Last June, Brazil, India and South Africa had formed the G3 to boost trade and combine their political muscle in world forums like the United Nations. Now, President Luiz Inacio Lula da Silva of Brazil thinks the group can be expanded.
"We dream that in the near future it will be a G5, which will be with Russia and China," President da Silva told reporters on 27 May during his trip to China. "We want to build a political force capable of convincing rich nations...they can ease their protectionist policies and give access to the so-called developing world."
The United States, however, is unimpressed.

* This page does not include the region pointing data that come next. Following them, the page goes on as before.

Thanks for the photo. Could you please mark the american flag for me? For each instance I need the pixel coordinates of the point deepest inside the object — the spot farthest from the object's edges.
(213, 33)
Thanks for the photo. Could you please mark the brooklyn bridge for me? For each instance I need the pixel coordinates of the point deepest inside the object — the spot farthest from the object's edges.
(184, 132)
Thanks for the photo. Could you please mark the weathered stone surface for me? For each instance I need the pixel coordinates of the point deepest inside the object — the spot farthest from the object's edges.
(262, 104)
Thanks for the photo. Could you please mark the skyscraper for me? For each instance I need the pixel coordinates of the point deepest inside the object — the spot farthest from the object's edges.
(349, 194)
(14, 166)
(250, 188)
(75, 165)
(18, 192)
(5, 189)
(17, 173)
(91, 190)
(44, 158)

"We need to focus on the substance [of talks], not what the gamesmanship is," US Commerce undersecretary Grant Aldonas told reporters in Brazil's Congress when he was asked for his opinion of President da Silva's proposal. "Whatever the grouping is that's not that much of a concern."
Even if the G5 proposal does not make any headway, President da Silva's visit to China may already have. His delegation of eight cabinet ministers, six state governors and 450 business leaders has already sealed a number of commercial agreements. These include US$5 billion worth of deals for Brazil's CVRD group, the world's largest iron ore exporter, and an accord that will see Brazilian and Chinese oil companies working together in South Asia, Iran and South America.
As it is, Brazil and China -- the two biggest economies in the developing world -- have already seen trade between the two nations grow five-fold between 2000 and 2003 to a value of US$8billion.